Mon esprit jouissait d’un certain état d'excitation à cause de l’émotion de pouvoir me plonger dans le labyrinthe en compagnie de Thésée lui-même. À cette idée tout mon corps frissonnait et, de plus en plus, j’avais l’étrange bonheur de sentir battre mon cœur car, finalement, j’étais tout près d’accomplir le désir qui m’angoissait depuis toujours; rencontrer la belle Ariane.

La visite de Cnossos ne pouvait pas attendre longtemps et après nous être reposés un tout petit moment, juste le temps de prendre une petite bouchée et boire un verre de vin brun doré crétois, nous prenions un vieil autobus qui, par des routes dans état tout à fait déplorables, allait nous amener à Cnossos. Après un peu plus d'une demi-heure ou tout au plus trois quarts d’heures nous atteignions une zone désolée où l’on ne voyait une seule âme. Là, je présumais, tout près se trouvait Minos, caché, entre le millier des salles de son palais, dans la chambre royale, bien assis sur son trône.
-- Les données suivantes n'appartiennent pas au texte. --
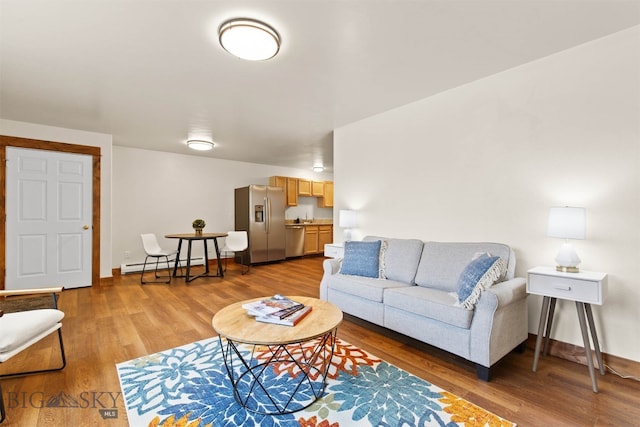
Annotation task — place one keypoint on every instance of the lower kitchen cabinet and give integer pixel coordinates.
(315, 237)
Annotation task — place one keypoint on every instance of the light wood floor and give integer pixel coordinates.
(107, 325)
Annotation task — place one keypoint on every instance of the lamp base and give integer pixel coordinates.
(567, 269)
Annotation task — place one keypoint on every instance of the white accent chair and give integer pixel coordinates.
(153, 250)
(21, 329)
(236, 242)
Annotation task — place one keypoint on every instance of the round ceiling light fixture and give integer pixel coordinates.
(200, 144)
(249, 39)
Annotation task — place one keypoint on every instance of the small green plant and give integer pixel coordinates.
(198, 223)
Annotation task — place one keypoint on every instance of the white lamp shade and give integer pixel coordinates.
(347, 219)
(566, 223)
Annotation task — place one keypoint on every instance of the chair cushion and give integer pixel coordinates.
(19, 328)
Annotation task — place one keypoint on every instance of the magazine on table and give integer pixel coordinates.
(291, 320)
(278, 306)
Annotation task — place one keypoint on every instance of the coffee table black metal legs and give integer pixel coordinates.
(278, 379)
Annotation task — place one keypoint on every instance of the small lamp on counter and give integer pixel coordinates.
(567, 223)
(347, 220)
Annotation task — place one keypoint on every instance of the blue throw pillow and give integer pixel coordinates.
(477, 276)
(361, 259)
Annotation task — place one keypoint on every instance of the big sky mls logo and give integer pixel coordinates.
(104, 401)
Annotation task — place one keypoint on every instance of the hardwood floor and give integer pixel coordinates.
(110, 324)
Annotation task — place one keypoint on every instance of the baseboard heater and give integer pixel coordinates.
(136, 267)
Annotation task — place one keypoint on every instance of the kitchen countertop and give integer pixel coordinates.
(291, 222)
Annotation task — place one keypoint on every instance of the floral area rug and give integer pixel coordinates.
(189, 386)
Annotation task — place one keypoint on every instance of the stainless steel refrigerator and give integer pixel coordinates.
(260, 212)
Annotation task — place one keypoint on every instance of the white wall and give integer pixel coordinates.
(71, 136)
(485, 161)
(162, 193)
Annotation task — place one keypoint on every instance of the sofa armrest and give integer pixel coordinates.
(331, 265)
(510, 290)
(500, 321)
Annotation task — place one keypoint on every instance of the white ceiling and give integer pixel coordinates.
(152, 74)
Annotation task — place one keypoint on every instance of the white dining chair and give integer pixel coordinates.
(153, 250)
(21, 326)
(236, 242)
Au milieu de la cour centrale du palais, il y avait des athlètes sautant par-dessus un taureau et un peu plus loin, adossée à une colonne garnie de roses, j'ai vu la belle Ariane. Mon compagnon ne l’avait pas aperçue et je dus la lui faire remarquer. L'environnement était composé par des grands espaces monumentaux, des bâtiments de toute nature, des plinthes en pierre et en albâtre. Partout il y avait des chambres avec des colonnes en forme de cône inversé, des chapiteaux avec leurs entablements et les murs ornés des fresques avec de belles femmes parées des bijoux et dentelles et des athlètes sautant sur des beaux taureaux très stylisés.
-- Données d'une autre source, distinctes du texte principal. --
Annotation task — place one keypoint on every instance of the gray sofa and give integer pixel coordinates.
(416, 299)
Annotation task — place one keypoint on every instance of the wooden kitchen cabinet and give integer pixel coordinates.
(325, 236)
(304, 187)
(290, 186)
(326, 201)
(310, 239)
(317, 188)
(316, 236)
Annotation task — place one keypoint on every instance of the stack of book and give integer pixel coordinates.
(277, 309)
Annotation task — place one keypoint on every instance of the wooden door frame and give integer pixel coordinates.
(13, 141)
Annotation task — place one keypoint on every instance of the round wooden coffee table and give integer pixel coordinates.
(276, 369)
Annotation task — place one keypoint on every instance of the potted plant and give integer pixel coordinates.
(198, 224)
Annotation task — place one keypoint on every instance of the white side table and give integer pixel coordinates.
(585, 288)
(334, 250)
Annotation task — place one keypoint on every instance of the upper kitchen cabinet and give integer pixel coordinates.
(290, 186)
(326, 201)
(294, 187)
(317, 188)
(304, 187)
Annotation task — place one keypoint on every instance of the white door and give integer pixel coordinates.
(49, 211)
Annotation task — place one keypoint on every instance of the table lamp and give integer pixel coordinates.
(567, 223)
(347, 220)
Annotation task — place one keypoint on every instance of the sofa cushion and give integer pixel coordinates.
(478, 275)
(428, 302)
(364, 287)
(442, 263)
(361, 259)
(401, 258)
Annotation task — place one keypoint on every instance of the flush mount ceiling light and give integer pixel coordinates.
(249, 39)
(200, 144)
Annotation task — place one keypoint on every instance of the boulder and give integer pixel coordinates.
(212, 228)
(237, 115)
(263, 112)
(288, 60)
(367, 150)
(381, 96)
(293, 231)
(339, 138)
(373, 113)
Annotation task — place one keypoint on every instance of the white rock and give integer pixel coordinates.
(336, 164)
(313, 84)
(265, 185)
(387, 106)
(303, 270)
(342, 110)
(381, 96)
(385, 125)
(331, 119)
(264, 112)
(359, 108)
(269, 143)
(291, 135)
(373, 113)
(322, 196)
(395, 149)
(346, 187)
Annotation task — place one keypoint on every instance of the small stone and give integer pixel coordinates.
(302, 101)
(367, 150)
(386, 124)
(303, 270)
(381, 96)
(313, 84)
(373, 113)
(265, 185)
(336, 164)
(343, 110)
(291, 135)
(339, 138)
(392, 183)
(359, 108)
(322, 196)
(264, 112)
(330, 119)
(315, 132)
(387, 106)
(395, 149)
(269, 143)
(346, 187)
Je pouvais déjà constater qu’Ariane, tout à faite rayonnante, nous attendait avec une pelote de fil dans sa main droite. Elle embrassa mon compagnon sur les deux joues, tandis qu’à moi, elle ne le fit que sur une. Nous avons parlé de Pasiphaé, la mère du Minotaure, et des dangers de s'aventurer dans le labyrinthe avec ses milliers de salles. Le moment de pénétrer dans le labyrinthe était arrivé. Un silence extraordinaire s’établit autour de nous. J’eus peur et je n’osai pas y entrer. Par contre, Thésée, lui très courageux, saisit la pelote que lui offrit Ariane et, sans rien dire, disparut par la porte.

La nuit tomba sans que Thésée n’apparaisse. Nous étions, Ariane et moi, très angoissés. Par un coup de tête je rassemblai mes forces et, en gonflant ma poitrine de courage, je me suis plongé dans le labyrinthe.

À ce moment, l’alarme du réveil sonna. Sept heures et demie du matin. Allons! Il faut se lever.